Now, I bought a new Turing Nvidia GPU (about twice as fast as the previous Radeon GPU), and I tested rendering the same scene. Here is the result:

  • GPU 11.3
  • CPU 21.3
  • GPU+CPU 30

As you see, using both GPU and CPU actually took longer time than using CPU or GPU alone. When I used GPU+CPU, at about 13 seconds, the scene looked all rendered, but the orange cross marks were there. I am not sure if Blender was refining the scene, but I could not see anything changing. The UI was still showing that it was rendering till about 30 seconds, and then said it was finished.

So, the same thing happens for both AMD and Nvidia, and even when the GPU is relatively powerful (for AMD, the CPU was twice as fast than the GPU, for Nvidia, the GPU is twice as fast than the CPU). Why does it take longer time to use both than using one?

1 Like

When you have a mis-balanced system, where one of the devices is much faster than the other, you can see this. The reason is that the faster device completes their tiles and then waits on the slower device to finish. You might try smaller tiles so that the faster device has more opportunity to keep rendering and doesn’t have to wait for the slow device as much.

Jason

I have been using the Auto Tile Size add-on, which seems now included by default. I think the general rule is use big tile for GPU and small time for CPU, because using small tile for GPU will reduce the GPU’s performance. So, if I follow your advice and manually set a small tile size, won’t that decrease the GPU performance?

This question was about rendering one frame, but I wonder if it is possible to use the CPU and GPU for separate frames when rendering an animation. I mean, each frame can be independently rendered, so, for example, if CPU is rendering frame 1 and GPU is rendering frame 2, they would not have to wait for tiles from the other, and maybe they can use different tile sizes?

In general, yes using big tiles for GPU and smaller tiles for CPU is recommended. I’m pretty sure that in the latest versions of Cycles the tile size doesn’t matter as much (GPU does better with small tiles now). But, your case is a bit different because you are combining the devices.

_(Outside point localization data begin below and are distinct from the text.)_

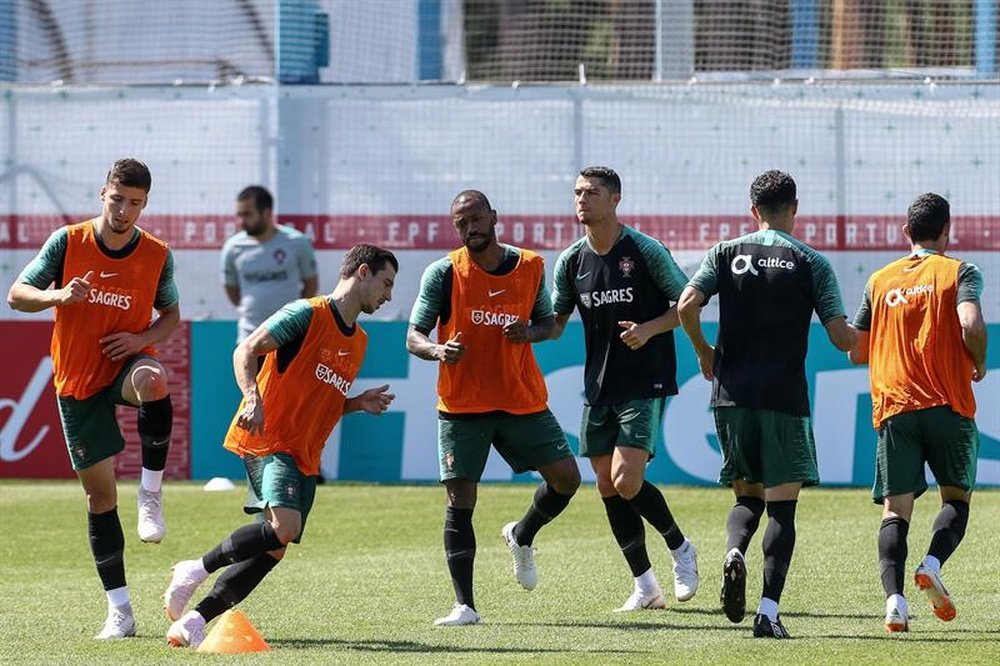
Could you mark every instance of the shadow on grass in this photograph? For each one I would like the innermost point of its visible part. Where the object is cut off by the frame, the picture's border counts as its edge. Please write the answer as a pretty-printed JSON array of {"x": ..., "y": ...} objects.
[
  {"x": 629, "y": 626},
  {"x": 426, "y": 648},
  {"x": 910, "y": 637}
]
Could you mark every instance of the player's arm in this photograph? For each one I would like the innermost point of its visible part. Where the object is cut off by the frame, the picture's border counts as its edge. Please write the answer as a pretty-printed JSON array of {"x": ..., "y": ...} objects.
[
  {"x": 424, "y": 317},
  {"x": 689, "y": 313},
  {"x": 635, "y": 335},
  {"x": 373, "y": 401},
  {"x": 970, "y": 317},
  {"x": 563, "y": 295},
  {"x": 258, "y": 343},
  {"x": 829, "y": 306},
  {"x": 693, "y": 298},
  {"x": 307, "y": 268},
  {"x": 858, "y": 354},
  {"x": 233, "y": 292},
  {"x": 124, "y": 344},
  {"x": 31, "y": 293},
  {"x": 230, "y": 276},
  {"x": 310, "y": 286},
  {"x": 542, "y": 323}
]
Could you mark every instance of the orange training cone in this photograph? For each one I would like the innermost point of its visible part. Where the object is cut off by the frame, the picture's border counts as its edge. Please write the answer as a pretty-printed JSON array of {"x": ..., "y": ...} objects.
[{"x": 233, "y": 633}]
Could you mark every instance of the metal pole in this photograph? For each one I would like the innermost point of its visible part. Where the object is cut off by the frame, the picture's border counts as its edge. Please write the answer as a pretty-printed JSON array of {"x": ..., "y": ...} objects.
[{"x": 986, "y": 39}]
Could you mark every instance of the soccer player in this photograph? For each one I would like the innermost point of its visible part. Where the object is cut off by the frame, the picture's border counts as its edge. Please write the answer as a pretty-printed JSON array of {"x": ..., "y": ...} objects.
[
  {"x": 314, "y": 349},
  {"x": 923, "y": 335},
  {"x": 266, "y": 265},
  {"x": 623, "y": 282},
  {"x": 489, "y": 303},
  {"x": 768, "y": 284},
  {"x": 109, "y": 276}
]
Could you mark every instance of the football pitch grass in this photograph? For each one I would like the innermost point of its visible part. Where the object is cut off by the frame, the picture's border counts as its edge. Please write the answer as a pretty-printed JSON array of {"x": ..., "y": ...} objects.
[{"x": 369, "y": 578}]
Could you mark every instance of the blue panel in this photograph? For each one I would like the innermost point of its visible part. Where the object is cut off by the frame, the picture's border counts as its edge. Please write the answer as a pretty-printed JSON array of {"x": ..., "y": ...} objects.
[
  {"x": 214, "y": 399},
  {"x": 8, "y": 40},
  {"x": 986, "y": 39},
  {"x": 371, "y": 447},
  {"x": 805, "y": 34},
  {"x": 429, "y": 44}
]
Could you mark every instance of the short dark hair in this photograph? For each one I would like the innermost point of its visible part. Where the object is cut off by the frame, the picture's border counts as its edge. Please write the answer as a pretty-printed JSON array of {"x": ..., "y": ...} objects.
[
  {"x": 472, "y": 194},
  {"x": 927, "y": 217},
  {"x": 262, "y": 199},
  {"x": 129, "y": 172},
  {"x": 772, "y": 191},
  {"x": 606, "y": 175},
  {"x": 363, "y": 253}
]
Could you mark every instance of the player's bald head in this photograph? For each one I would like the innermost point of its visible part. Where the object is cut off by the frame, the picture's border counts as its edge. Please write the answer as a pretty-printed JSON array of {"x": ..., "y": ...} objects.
[{"x": 474, "y": 197}]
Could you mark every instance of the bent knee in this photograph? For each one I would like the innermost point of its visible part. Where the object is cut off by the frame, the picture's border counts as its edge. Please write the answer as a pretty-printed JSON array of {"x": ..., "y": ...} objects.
[
  {"x": 628, "y": 485},
  {"x": 150, "y": 382}
]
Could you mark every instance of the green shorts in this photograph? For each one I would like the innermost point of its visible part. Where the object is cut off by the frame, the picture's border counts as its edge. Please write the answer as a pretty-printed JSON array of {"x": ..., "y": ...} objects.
[
  {"x": 90, "y": 426},
  {"x": 634, "y": 424},
  {"x": 765, "y": 446},
  {"x": 526, "y": 442},
  {"x": 946, "y": 441},
  {"x": 275, "y": 480}
]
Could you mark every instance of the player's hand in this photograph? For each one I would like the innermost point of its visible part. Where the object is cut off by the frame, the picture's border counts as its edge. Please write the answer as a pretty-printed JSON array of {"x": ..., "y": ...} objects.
[
  {"x": 76, "y": 290},
  {"x": 706, "y": 363},
  {"x": 453, "y": 350},
  {"x": 516, "y": 331},
  {"x": 251, "y": 417},
  {"x": 634, "y": 336},
  {"x": 375, "y": 401},
  {"x": 979, "y": 373},
  {"x": 119, "y": 346}
]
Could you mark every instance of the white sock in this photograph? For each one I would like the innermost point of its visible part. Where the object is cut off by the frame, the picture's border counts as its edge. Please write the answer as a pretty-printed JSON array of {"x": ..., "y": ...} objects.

I haven’t done it, but some people here do run two copies of Blender at the same time and render on different devices with them. It would tie up your system while they were running but it would use your resources more efficiently. You could run one Blender on a range of frames and the other on the rest of the animation. I would give your GPU the most frames and the slower CPU a smaller bunch. To find a good balance between the devices on the number of frames to give each one will have to be tested. It’s going to be different for each animation you want to render. It would probably be easier to run both Blenders from the command line with a shell script.

Jason

So, there is no in-built feature for rendering different frames with different devices. I am lazy, so if it requires that much hassle, it probably is not worth for me. Anyway, I tested it with a manually-set smaller tile size (32x32 this time. Previously, it was using the automatic 256x240). This time, the results are:

  • GPU 11.8
  • CPU 21.3
  • GPU+CPU 8.4

I am using Blender 2.82, by the way.

Yeah, not that I know of anyway. :smiley: That is a much better time, you can play around with the tile size and find the optimum setting. You can go too small and then the tile setup time starts to take over.

Jason

64x64 renders fastest for me. Tested last weekend with the Blender Benchmarks in combination with an Ryzen 2700x and a 1080 GTX. 32x32 should be faster on slower CPU’s that also have less caches.

Edit: If you watch the taskmanger, set your GPU transfer statistic to CUDA to see the workload, as 3D may idle at 2%.